MILANO, 22 novembre (Reuters) - Il sistema aeroportuale gestito da Sea, la cui quotazione è attesa entro l'anno, ha registrato nei mesi di ottobre e nei primi 20 giorni di novembre un consistente calo del traffico, in dati che non sono stati inseriti nel prospetto informativo, come stigmatizzato nei giorni scorsi in una lettera da F2i che di Sea è azionista con circa il 30%.
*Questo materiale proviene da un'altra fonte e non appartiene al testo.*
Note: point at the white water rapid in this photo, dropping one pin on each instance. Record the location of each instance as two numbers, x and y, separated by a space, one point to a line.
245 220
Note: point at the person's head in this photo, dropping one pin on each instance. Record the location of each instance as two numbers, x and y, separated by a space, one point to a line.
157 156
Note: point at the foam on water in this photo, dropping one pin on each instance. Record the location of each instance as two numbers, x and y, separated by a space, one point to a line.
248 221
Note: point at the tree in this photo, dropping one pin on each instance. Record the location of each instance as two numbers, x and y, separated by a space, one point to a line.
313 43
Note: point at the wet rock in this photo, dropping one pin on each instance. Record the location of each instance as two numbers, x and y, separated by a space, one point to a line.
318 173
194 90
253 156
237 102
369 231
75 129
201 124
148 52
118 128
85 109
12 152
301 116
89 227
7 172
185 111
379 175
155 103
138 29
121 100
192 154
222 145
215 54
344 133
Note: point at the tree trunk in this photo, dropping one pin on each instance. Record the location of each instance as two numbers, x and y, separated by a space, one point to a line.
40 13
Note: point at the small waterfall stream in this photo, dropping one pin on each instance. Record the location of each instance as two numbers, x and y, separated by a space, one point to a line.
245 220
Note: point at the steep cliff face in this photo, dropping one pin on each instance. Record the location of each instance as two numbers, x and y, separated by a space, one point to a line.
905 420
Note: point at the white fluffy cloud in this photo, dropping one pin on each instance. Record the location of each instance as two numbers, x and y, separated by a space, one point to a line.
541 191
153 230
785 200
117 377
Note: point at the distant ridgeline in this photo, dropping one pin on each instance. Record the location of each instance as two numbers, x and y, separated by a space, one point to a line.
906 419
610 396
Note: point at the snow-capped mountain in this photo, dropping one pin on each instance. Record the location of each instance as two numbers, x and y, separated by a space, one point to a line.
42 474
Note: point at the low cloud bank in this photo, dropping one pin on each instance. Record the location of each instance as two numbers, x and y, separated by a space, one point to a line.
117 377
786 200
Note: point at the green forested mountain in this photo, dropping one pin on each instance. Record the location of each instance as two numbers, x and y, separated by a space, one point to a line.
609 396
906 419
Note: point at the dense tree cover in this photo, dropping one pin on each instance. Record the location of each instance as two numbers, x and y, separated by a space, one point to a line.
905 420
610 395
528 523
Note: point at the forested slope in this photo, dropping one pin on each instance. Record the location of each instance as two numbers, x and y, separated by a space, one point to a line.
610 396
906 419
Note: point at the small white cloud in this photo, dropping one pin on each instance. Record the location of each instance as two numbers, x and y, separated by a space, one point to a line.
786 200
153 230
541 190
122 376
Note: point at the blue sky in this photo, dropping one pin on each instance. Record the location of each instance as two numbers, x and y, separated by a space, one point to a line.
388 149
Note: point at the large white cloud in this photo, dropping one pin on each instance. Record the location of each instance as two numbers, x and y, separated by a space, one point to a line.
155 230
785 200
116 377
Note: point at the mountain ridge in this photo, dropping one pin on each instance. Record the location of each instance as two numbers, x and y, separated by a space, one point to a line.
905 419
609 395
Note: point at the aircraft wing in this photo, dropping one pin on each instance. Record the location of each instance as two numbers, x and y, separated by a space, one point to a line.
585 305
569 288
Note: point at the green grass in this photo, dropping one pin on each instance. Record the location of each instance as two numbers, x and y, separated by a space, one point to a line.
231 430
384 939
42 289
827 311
In particolare il sistema Sea - come illustra una nota della società - a ottobre ha registrato un calo del traffico passeggeri del 5,4% rispetto allo stesso periodo del 2011 con a Linate una contrazione del 3,1% e a Malpensa del 6,5%. Anche i dati dal 1 al 20 novembre evidenziano una flessione del traffico passeggeri rispetto allo stesso periodo del 2011 con l'intero sistema che registra un calo del 3,7% che si traduce per lo scalo di Linate in un -6,5% e per Malpensa in un -2,1%.

La flessione del traffico era stata anticipata ieri da una fonte a conoscenza dei dati stessi.

La querelle tra F2i e il Comune di Milano - azionista di maggioranza di Sea con il 54,6% - è solo l'ultimo episodio nel difficile rapporto tra i due principali soci, esacerbatosi in particolare con l'avvicinarsi dello sbarco a Piazza Affari. Il fondo guidato da Vito Gamberale, pur avendo ribadito di non essere contrario alla quotazione, ne ha contestato modalità, in particolare il flottante troppo basso e le tempistiche.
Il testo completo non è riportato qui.